Надо полагать, что руководители германской авиации с тревогой оценивали последствия этого поражения, служившего плохим предзнаменованием на будущее. Однако главным объектом германских военно-воздушных сил по-прежнему был Лондонский порт — вся эта колоссальная цепь доков с огромным количеством судов и крупнейший город мира; чтобы попасть в него, не требовалось особой точности.
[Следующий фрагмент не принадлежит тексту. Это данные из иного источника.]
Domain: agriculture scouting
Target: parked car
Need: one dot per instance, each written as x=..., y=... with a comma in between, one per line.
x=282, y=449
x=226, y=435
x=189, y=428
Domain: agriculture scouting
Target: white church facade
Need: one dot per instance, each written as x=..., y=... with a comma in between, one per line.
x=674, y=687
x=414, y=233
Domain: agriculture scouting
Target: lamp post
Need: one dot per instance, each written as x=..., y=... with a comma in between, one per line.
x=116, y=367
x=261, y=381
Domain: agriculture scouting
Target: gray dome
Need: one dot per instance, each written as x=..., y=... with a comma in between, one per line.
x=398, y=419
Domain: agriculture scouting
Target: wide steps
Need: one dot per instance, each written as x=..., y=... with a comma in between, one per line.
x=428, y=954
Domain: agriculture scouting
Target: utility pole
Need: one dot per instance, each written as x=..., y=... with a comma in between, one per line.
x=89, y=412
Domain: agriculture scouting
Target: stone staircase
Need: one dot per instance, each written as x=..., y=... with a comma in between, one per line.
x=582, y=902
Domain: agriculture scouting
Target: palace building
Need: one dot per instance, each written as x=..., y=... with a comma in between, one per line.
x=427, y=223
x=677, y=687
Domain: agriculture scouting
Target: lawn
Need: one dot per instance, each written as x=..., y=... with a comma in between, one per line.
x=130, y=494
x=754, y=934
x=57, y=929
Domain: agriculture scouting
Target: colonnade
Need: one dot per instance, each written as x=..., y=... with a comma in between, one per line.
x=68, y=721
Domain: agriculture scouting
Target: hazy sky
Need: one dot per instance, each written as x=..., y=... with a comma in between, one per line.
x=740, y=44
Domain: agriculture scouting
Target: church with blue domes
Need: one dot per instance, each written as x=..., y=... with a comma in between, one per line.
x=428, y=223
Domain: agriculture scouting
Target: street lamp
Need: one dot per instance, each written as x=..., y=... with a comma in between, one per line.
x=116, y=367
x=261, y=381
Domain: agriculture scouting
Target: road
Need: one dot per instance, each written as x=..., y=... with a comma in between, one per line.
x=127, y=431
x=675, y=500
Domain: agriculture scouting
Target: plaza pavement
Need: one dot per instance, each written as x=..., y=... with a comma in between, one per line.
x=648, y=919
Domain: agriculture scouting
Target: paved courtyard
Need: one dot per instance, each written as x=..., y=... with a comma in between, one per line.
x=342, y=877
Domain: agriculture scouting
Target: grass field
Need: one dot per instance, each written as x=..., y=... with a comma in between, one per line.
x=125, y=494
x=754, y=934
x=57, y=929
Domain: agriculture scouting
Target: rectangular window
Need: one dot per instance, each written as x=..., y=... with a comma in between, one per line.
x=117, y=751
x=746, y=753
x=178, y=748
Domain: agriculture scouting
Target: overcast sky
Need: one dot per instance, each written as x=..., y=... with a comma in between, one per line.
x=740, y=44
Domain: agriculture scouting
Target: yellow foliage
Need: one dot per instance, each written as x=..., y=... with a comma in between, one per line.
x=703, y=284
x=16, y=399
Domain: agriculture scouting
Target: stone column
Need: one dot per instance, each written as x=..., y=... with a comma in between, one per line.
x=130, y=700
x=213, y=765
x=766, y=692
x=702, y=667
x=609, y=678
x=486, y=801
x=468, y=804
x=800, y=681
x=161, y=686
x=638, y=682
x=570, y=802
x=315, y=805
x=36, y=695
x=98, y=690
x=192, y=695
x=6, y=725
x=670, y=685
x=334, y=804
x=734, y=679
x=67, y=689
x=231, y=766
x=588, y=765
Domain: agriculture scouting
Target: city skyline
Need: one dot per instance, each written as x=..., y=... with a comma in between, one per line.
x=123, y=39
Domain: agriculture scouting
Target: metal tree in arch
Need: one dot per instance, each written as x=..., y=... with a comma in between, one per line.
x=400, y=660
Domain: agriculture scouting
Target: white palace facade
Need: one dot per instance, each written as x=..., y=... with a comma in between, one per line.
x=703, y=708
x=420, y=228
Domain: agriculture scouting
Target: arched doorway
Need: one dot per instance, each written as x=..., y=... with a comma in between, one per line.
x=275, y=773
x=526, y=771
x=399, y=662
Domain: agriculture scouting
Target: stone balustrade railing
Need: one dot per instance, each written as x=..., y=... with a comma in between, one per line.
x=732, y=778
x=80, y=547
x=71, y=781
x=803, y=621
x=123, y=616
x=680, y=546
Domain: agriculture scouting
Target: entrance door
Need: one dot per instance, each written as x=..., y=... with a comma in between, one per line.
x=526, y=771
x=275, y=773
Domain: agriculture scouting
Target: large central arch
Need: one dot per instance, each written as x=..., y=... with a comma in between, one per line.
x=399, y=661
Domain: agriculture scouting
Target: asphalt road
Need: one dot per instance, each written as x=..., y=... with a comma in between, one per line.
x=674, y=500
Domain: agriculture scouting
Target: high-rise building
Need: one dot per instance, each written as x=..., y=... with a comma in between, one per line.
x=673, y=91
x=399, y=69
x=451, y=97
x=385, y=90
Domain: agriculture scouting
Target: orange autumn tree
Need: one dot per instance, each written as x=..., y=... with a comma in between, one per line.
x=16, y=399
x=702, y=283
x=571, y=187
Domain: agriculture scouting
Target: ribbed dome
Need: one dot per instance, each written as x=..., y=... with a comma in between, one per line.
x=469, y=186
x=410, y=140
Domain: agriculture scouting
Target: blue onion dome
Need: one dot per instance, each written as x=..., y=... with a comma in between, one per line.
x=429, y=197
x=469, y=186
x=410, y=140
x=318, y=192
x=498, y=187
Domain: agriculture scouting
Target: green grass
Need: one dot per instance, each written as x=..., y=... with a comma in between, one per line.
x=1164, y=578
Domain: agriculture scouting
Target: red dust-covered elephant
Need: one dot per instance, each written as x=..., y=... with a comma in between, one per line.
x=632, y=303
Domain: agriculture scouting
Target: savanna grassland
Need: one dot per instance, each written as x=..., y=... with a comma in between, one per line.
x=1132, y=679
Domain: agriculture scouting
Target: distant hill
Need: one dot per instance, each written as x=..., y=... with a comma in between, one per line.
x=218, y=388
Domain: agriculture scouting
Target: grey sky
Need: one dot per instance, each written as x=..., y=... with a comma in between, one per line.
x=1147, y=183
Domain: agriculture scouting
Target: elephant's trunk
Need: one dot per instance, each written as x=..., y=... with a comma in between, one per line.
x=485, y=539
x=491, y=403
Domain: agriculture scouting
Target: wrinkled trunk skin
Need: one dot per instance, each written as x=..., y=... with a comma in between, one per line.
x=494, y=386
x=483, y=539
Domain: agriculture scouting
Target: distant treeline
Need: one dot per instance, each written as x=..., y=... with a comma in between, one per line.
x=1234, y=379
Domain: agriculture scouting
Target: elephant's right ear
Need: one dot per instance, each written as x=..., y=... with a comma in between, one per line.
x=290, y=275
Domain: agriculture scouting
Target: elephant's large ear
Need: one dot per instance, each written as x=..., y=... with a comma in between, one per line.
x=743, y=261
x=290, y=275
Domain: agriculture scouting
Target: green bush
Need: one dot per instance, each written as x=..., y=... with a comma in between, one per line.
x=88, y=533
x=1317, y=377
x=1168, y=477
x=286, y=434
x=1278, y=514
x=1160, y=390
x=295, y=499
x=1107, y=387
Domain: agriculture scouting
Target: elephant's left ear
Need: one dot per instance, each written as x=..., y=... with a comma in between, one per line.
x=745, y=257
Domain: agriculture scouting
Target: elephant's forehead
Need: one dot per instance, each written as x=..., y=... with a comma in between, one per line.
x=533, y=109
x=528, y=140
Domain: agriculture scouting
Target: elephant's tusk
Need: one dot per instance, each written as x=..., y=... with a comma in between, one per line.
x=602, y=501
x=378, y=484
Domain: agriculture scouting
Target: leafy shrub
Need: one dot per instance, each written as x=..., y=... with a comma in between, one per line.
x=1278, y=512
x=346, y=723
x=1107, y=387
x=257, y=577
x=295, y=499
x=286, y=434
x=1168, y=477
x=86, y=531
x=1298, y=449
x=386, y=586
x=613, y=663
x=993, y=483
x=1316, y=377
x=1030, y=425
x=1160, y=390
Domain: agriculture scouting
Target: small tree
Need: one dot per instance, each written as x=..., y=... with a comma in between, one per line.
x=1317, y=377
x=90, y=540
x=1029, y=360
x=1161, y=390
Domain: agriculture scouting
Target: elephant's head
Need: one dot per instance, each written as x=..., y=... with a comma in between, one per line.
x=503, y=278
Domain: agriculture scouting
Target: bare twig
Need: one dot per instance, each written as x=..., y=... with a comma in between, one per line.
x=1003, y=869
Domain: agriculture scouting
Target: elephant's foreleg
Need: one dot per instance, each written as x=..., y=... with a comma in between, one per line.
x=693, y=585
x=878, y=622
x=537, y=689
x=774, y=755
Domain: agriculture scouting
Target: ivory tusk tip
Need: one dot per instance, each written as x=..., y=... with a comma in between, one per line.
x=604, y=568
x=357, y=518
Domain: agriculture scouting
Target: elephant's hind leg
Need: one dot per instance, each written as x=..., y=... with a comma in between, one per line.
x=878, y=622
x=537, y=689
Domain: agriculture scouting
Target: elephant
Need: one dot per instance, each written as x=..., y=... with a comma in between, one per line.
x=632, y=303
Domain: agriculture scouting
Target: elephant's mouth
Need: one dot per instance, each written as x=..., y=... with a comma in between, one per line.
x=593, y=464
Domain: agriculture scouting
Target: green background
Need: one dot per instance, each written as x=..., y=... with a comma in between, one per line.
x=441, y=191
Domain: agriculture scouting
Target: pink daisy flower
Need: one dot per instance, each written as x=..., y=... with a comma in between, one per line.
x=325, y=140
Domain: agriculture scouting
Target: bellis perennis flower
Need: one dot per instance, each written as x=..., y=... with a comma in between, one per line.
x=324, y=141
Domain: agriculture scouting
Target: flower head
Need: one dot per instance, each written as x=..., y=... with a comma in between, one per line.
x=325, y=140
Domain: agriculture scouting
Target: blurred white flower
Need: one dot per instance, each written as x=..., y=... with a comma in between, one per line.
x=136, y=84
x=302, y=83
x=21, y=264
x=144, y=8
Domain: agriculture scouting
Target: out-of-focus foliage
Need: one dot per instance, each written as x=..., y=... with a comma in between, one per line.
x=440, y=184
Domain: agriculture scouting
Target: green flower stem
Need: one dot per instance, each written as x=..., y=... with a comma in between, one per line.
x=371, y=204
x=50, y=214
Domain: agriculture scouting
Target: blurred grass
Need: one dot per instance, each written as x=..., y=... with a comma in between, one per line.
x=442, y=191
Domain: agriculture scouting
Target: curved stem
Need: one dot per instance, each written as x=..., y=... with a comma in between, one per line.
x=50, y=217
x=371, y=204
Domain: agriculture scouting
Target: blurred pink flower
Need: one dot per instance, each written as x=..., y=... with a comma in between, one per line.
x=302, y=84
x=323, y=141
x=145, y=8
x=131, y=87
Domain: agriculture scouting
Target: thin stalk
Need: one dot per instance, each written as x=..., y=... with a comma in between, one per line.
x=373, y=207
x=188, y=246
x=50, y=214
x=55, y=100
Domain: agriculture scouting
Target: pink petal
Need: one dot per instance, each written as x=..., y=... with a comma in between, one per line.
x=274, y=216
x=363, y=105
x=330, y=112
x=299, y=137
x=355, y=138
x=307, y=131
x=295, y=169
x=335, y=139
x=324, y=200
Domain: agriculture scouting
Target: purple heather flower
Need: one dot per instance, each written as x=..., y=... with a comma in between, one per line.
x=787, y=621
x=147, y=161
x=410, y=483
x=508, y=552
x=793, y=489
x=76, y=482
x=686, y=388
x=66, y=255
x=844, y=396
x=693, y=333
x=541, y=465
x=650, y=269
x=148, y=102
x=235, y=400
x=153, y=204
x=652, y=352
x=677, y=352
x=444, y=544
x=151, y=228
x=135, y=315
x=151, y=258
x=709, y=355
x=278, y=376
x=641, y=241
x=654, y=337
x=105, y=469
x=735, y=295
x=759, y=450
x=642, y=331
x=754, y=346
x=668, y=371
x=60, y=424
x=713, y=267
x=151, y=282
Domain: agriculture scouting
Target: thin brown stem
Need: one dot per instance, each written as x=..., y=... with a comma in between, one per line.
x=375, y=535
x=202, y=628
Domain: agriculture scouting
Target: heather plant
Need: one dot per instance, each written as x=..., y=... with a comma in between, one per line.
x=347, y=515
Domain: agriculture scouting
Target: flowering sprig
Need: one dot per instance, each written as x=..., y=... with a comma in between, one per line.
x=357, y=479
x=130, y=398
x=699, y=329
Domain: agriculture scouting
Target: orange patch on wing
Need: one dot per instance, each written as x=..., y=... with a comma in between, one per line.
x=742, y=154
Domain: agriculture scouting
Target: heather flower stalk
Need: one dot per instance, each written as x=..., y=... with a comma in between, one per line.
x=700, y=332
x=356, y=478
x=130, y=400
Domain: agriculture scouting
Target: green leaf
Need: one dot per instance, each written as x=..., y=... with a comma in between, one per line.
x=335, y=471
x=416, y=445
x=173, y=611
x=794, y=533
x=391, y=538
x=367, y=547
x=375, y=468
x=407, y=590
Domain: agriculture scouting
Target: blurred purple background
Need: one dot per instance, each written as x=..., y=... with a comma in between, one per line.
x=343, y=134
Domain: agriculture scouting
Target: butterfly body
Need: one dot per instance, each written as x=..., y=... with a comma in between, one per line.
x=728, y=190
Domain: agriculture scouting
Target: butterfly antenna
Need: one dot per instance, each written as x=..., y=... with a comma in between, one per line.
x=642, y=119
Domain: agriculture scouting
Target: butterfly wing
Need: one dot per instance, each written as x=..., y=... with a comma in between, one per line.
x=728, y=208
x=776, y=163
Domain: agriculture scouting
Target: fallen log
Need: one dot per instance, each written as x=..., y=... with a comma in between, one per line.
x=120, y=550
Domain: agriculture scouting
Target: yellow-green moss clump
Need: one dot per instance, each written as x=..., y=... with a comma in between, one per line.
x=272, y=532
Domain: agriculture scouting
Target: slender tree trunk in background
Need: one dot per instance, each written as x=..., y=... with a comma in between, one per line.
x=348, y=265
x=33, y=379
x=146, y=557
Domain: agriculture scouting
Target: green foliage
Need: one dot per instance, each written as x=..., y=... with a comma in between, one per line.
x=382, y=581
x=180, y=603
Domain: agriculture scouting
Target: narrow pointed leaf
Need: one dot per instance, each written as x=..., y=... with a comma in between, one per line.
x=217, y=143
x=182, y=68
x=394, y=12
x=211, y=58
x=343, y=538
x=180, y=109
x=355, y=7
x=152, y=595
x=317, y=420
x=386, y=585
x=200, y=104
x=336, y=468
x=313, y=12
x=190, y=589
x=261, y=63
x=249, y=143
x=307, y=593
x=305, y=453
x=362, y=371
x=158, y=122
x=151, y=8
На протяжении этих недель напряженной борьбы и беспрерывных тревог лорд Бивербрук превосходно выполнял работу. Нужно было любой ценой пополнить эскадрильи истребителей надежными машинами. Сейчас было не время для бюрократизма и волокиты, хотя и то и другое встречалось в нашей хорошо налаженной, гладко работающей системе. В такой обстановке все замечательные качества лорда Бивербрука оказались очень ценными. Его жизнерадостность и энергия оказывали ободряющее действие на других. Я был рад иметь возможность иногда опереться на него. Он не подвел меня. Настал его час. Его энергия и дарования в сочетании с изобретательностью и умением убеждать давали возможность устранять множество препятствий. Все, что шло по каналам снабжения, направлялось вперед в бой. Новые или отремонтированные самолеты в невиданном ранее количестве поступали в эскадрильи, которые с восторгом принимали их. Во всех областях обслуживания и ремонта работы велись очень интенсивно. Я так высоко ценил заслуги Бивербрука, что 2 августа с одобрения короля предложил ему стать членом военного кабинета.

Другим министром, с которым я сотрудничал в то время, был министр труда и национальной повинности Эрнест Бевин, который должен был распоряжаться всей рабочей силой страны и воодушевлять ее. Все рабочие на военных заводах были готовы беспрекословно выполнять его указания. В октябре он также стал членом военного кабинета.

20 августа я мог доложить парламенту:

«Враг располагает, конечно, гораздо более многочисленными силами, чем мы. Однако выпуск нашей новой продукции уже значительно превышает его выпуск, а американская продукция лишь начинает поступать. Численность нашей бомбардировочной и истребительной авиации сейчас, после всех этих боев, больше, чем когда бы то ни было ранее. Мы считаем, что сможем продолжать воздушную войну до бесконечности и до тех пор, пока того пожелает противник; а чем дольше будет затягиваться эта борьба, тем быстрее мы будем приближаться сперва к равенству сил, а затем к превосходству в воздухе, от которого в значительной степени зависит исход войны».